Smooth snake France













Smooth snake

Coronella austriaca

Coronelle Lisse

(Syn.Française Couleuvre lisse)

The Smooth Snake (Coronelle lisse) is similar to the Southern Smooth Snake (Coronelle de Bordeaux), being 50 to 80cm long but more slender and with smoother scales which can have a marbled effect. The back has two rows of darker markings in pairs which join together to form transversal bands. The underside is a mixture of browns, greys and russets. The sides have darker flecks and at the rear of the head is a dark V with the V open towards the rear. Their eyes have round pupils.

They can be found in most parts of France generally at lower altitudes where they prefer dry, sunny open situations that also offer shelter such as open forests, hedgerows, old stone walls, old quarries, roadsides and vineyards. Prey is mainly lizards, but will also eat small mammals and baby snakes.

Photo. Smooth snake, Coronella austriaca, France

They are diurnal and spend most of their time on the ground or frequently beneath the ground in holes and tunnels, although they will sometimes scale walls and climb into shrubs and hedges.
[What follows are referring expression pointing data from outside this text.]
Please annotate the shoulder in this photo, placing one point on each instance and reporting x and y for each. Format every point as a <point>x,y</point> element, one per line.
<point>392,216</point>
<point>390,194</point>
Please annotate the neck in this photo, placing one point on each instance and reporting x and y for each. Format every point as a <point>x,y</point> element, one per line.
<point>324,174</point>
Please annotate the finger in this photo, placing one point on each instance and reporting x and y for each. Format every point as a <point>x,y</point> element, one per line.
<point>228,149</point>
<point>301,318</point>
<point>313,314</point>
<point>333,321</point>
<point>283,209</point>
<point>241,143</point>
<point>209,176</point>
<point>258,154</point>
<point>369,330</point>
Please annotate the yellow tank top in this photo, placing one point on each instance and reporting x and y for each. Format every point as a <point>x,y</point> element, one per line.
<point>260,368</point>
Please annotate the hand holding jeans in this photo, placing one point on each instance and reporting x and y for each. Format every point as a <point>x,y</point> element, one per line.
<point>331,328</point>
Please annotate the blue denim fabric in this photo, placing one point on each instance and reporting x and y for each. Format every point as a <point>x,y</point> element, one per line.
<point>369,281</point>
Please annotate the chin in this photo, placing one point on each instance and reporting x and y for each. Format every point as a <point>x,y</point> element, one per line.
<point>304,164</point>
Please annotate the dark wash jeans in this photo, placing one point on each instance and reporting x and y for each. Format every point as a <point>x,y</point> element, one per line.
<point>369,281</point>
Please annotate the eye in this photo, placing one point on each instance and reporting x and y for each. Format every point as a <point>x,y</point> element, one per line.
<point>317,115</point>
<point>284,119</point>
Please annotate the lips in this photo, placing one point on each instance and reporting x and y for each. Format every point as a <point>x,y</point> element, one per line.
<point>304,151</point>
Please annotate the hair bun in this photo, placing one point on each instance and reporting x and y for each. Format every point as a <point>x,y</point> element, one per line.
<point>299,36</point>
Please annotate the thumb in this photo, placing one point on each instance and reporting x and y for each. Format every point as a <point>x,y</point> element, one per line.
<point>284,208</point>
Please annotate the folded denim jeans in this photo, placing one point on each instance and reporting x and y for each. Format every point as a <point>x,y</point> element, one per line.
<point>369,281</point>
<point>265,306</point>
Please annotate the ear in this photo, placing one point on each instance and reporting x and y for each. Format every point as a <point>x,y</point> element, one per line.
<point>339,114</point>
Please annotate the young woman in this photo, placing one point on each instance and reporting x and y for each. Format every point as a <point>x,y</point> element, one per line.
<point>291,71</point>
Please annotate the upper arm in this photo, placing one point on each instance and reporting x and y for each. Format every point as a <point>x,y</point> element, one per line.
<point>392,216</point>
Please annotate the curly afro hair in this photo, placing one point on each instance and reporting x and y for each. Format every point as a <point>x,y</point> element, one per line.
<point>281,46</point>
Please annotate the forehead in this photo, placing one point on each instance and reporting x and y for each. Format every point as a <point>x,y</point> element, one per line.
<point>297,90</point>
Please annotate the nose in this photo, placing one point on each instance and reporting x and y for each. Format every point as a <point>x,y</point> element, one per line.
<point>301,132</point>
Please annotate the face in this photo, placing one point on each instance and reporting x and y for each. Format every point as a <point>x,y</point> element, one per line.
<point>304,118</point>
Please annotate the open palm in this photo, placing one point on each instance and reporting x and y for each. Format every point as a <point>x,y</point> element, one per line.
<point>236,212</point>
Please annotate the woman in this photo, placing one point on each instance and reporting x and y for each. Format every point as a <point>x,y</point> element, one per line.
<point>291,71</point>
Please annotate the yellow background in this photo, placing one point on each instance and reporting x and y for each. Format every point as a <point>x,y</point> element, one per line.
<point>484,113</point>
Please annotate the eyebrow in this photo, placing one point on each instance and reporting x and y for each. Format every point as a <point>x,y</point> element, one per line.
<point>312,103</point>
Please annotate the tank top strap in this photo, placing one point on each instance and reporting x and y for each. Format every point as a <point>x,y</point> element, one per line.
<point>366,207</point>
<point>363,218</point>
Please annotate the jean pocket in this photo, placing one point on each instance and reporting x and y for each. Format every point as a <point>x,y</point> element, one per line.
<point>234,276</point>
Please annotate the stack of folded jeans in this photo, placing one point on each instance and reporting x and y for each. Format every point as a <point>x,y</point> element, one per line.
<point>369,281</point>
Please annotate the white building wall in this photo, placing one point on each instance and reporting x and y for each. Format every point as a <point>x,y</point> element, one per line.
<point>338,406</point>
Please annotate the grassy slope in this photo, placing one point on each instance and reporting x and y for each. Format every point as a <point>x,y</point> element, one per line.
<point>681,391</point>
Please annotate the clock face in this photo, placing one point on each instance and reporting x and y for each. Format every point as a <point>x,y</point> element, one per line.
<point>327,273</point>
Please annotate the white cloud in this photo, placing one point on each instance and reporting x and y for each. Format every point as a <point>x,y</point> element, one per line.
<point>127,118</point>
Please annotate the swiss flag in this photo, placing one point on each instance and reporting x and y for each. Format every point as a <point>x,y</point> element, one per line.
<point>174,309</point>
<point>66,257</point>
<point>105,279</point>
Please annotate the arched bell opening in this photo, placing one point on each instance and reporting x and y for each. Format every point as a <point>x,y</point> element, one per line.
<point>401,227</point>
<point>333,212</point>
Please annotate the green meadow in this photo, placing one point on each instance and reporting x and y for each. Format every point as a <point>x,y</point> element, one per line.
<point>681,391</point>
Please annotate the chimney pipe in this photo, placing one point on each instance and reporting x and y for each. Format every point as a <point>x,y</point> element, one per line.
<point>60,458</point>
When disturbed they rarely move fast, sliding slowly away their colouring blending with the background.  Hibernation is quite late from November until March but is temperature dependant.
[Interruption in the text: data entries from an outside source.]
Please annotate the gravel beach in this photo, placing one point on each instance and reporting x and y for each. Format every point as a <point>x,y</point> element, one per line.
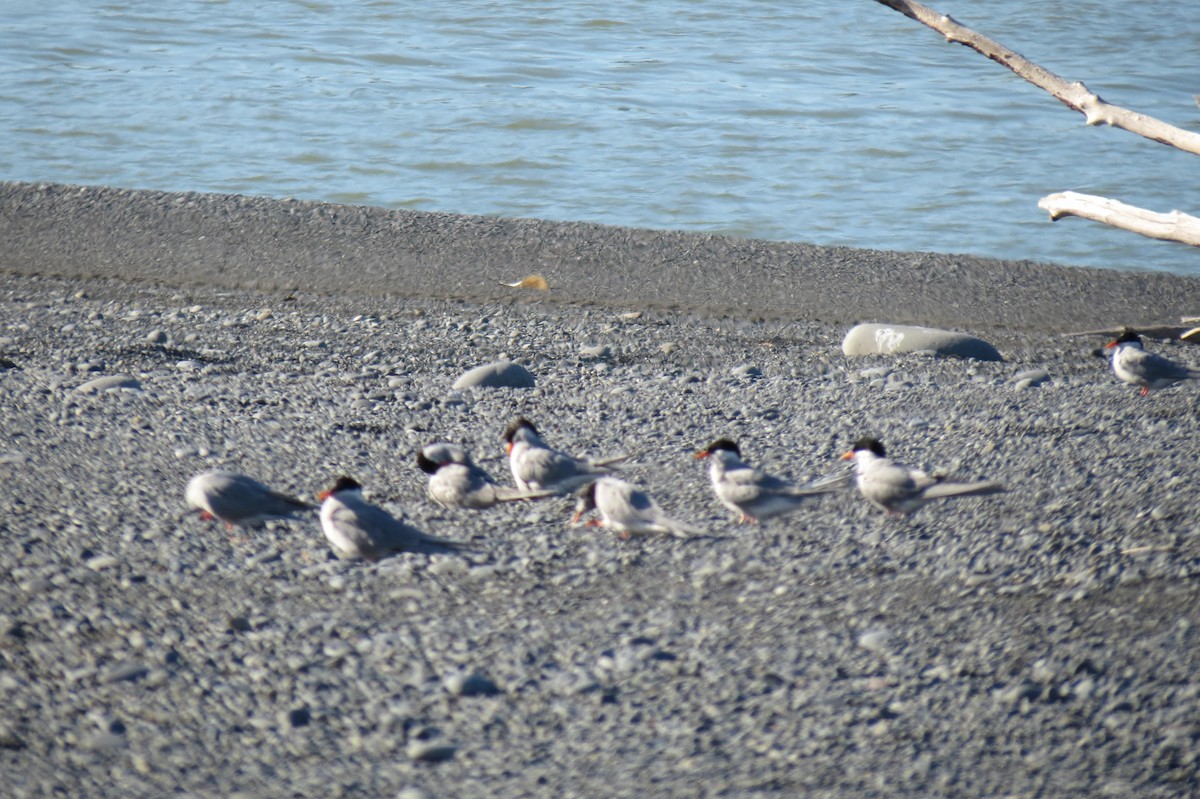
<point>1036,643</point>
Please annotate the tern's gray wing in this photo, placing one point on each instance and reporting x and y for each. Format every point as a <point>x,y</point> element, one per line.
<point>544,468</point>
<point>375,533</point>
<point>1153,367</point>
<point>963,490</point>
<point>243,499</point>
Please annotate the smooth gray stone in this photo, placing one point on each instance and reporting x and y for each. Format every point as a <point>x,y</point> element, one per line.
<point>501,374</point>
<point>111,383</point>
<point>875,338</point>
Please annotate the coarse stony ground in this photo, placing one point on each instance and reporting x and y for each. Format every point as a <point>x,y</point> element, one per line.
<point>1037,643</point>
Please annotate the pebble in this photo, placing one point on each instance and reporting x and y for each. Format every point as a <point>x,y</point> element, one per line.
<point>501,374</point>
<point>889,340</point>
<point>111,383</point>
<point>431,752</point>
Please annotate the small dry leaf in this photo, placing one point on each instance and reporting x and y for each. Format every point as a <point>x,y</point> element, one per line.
<point>531,281</point>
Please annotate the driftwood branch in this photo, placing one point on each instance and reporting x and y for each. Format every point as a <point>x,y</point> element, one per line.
<point>1074,95</point>
<point>1174,226</point>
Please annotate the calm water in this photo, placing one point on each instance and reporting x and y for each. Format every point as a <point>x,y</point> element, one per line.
<point>834,121</point>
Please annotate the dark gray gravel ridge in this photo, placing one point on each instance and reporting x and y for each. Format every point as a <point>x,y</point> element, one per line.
<point>1036,643</point>
<point>235,241</point>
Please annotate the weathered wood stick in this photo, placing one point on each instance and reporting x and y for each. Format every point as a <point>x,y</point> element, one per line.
<point>1174,226</point>
<point>1074,95</point>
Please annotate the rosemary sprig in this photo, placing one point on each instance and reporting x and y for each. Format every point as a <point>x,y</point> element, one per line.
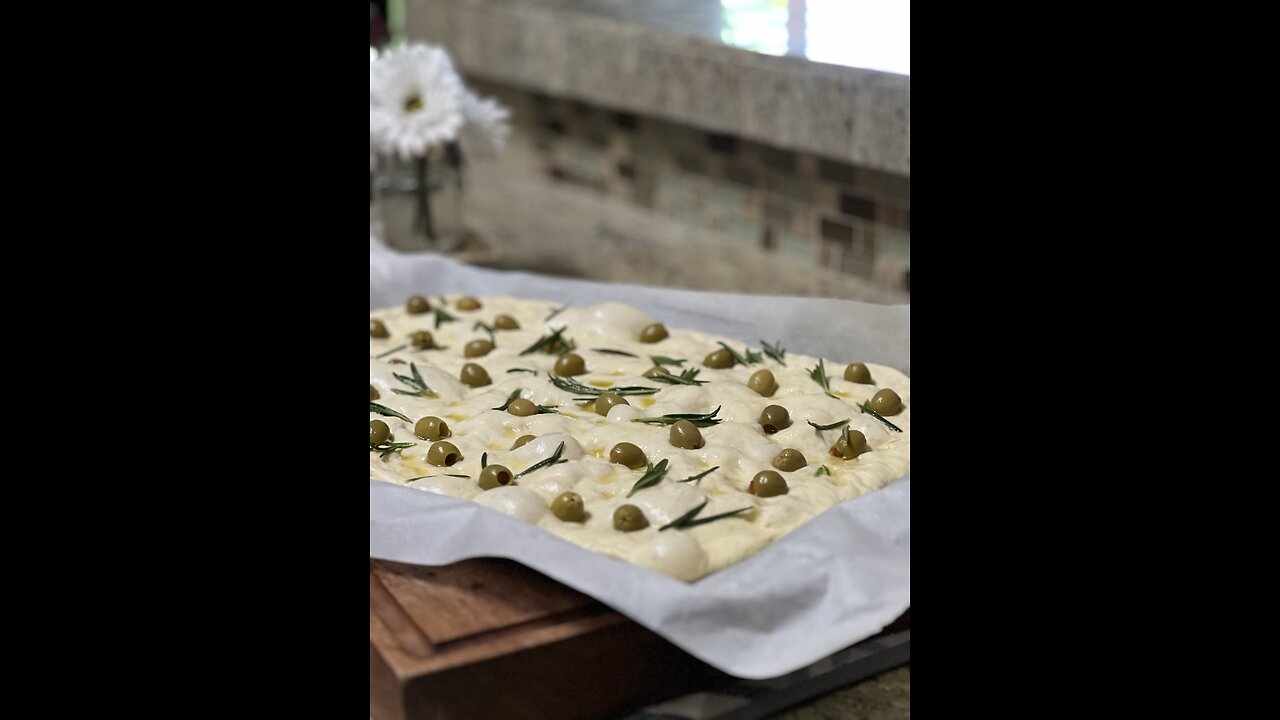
<point>867,408</point>
<point>752,356</point>
<point>775,351</point>
<point>685,378</point>
<point>553,342</point>
<point>819,376</point>
<point>570,384</point>
<point>385,410</point>
<point>688,520</point>
<point>702,420</point>
<point>650,478</point>
<point>481,326</point>
<point>388,447</point>
<point>553,460</point>
<point>416,382</point>
<point>699,475</point>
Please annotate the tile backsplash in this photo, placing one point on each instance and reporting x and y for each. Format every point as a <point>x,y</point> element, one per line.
<point>766,199</point>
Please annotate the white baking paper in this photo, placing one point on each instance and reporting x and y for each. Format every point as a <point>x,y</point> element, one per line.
<point>836,580</point>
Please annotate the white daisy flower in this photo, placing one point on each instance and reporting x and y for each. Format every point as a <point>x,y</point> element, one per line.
<point>415,101</point>
<point>485,130</point>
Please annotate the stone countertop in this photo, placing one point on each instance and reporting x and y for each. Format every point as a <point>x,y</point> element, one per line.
<point>667,59</point>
Photo: Smooth snake (Julie Roberts)

Coupling takes place twice, the first just after hibernation and the second in September / October. This species is ovoviviparous(1) the young are born after a gestation period of 6 to 12 weeks in a transparent mucus sac which they then exit being about 20 cm long. If coupling is late in the year or the weather conditions are bad the young will be born the following spring. Violent fights take place between males and also between the sexes at coupling times, twisting round each other and biting savagely, sometimes this ends in death.

Population: in decline



(1) Animals that retain the eggs within the body of the female in a brood chamber in which the development of the embryo takes place, perhaps deriving some nourishment from the female, but without the strong umbilical attachment to a placenta as in mammals; the typical condition of so-called "live-bearing" fishes. Also called aplacental viviparous. The young hatch inside the mother's uterus from their thin egg capsule, and are usually born shortly afterwards.